Once upon a time, a time not too long ago, Sean Sherk was among the most dominant wrestlers in all of MMA. He was known to fans as a fighter that came in shape and ready to fight and was guaranteed to take the fight to his opponent, a trait that is by no means universal in the fight game.
His bottomless gas tank and incredible work ethic set him apart from his peers. His fights were different from many of the other wrestlers of the era. He didn’t practice the often loathed art of lay-and-pray. Instead, he exuded energy. He was relentless in his takedown attempts, and was even more vicious and active when in a dominant position.
Sherk has been a staple of the sport for over a decade, but as with many aging fighters, he has accumulated a whole host of nagging injuries. These injuries undoubtedly make competing at the highest level of MMA, and against fighters nearly two decades his junior, an exceptionally difficult task. While he hadn’t fought in three years, and many of us had thought his career was unofficially over, perhaps we weren’t aware of the significance of his poor health.
In a recent interview with MMA Fighting, Sherk discussed his injuries by stating,
“I just think it was time for the door to be closed, time for me to move on with some different things. I know the injuries aren’t going away, they’re not going anywhere and they’re not getting any better. It was just time for some closure.”
“Now that I’m retiring I can tell the truth. I know it’s always been one of the top questions. Obviously I couldn’t say anything because otherwise opponents would pinpoint that stuff, but I had MRIs done [ahead of the Penn fight] and found out that both of my hips were torn and that I was going to need surgery.
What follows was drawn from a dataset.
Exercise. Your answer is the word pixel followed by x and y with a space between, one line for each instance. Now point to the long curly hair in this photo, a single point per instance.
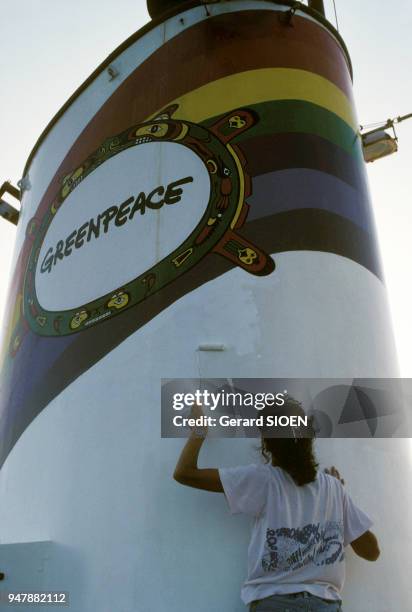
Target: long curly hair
pixel 295 453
The doctor basically told me at that point in time, ‘if you have surgery on this you’ll never be 100 percent again – you’ll lose your mobility, you’ll lose your quick twitch and some of the explosion, and you’ll lose some of the agility.”
“And to me it just wasn’t worth it, so I said, you know what, I’ll just deal with the pain. I said, I’ll just deal with this as long as I can. And that’s what I did. Gradually over the years my hips got worse and worse and worse. About two weeks ago I was told I needed hip replacement surgery. So that was the deciding factor right there. I went from needing surgery to fix torn labrums to needing total replacement.”
For Sean Sherk, his competitive road has sadly come to an end. Yet, there’s no shame in hanging up the gloves at age 40, after having captured UFC gold and compiling a career record of 36-4-1. It’s time to fix a body that has been battered for one and a half decades of in-cage combat, and transfer his extensive knowledge to a new generation of fighters.